The Lloyds share price rose above a key resistance level after the relatively mixed UK mortgage data and as the sterling tumbled to the lowest level in 9 months. The LLOY stock jumped to 46.35p, which was the highest level since August 16.
Lloyds is the biggest domestic bank in the UK. Through its several brands, the company has become the biggest mortgage provider in the country. As a result, the company has done relatively well in the past few months as demand for mortgages rose.
Data published today showed that the mortgage industry remained steady in August. Mortgage lending increased to more than 5.29 billion pounds in August after falling by more than 1.76 billion pounds in the previous month. This increase was better than the median estimate of 3.68 billion pounds.
At the same time, the number of mortgage approvals declined from 75.13k in July to 74.45k in August. These numbers provide signals that the company is doing relatively well.
At the same time, the Lloyds share is rising at a time when there are risks of stagflation in the UK. Stagflation is defined as a period of low economic growth accompanied by stubbornly higher inflation.
Economists expect that the country’s inflation will rise to more than 4% in the near term as the cost of energy shoots higher. In a statement today, a federation of retailers said that they will hike prices as challenges remain at elevated levels.

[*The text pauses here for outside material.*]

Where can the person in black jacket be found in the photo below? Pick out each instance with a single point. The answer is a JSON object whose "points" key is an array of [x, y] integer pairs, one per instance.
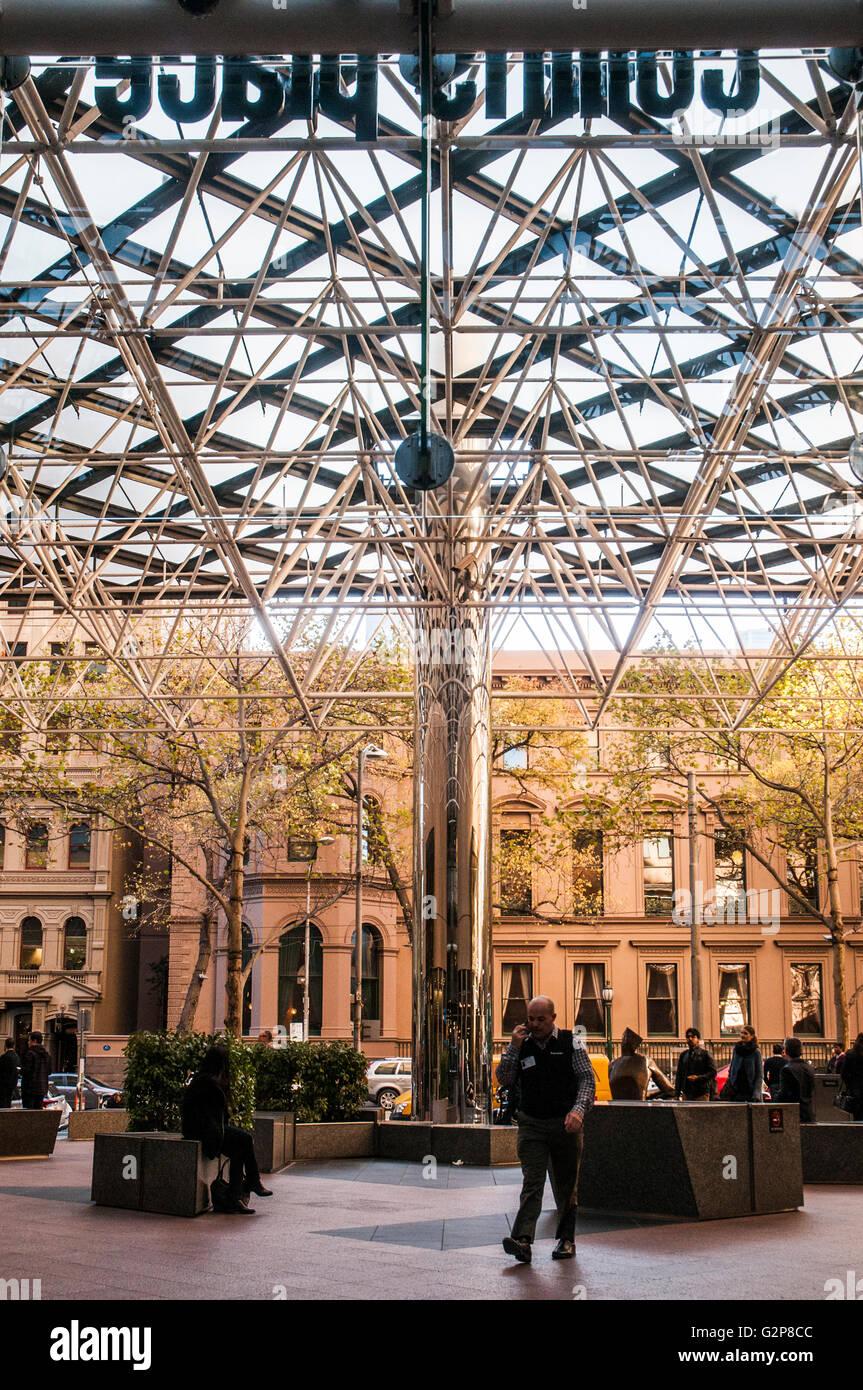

The daily chart shows that the Lloyds share price has bounced back substantially in the past few sessions. And today, the shares managed to move above the key descending trendline shown in black. The 25-day and 50-day moving averages have also made a bullish crossover pattern.
It is also approaching the July high at 46.97p while the two lines of the MACD have moved to the positive side. Therefore, there is a likelihood that the LLOY share price will soon jump to the important resistance level at 50p.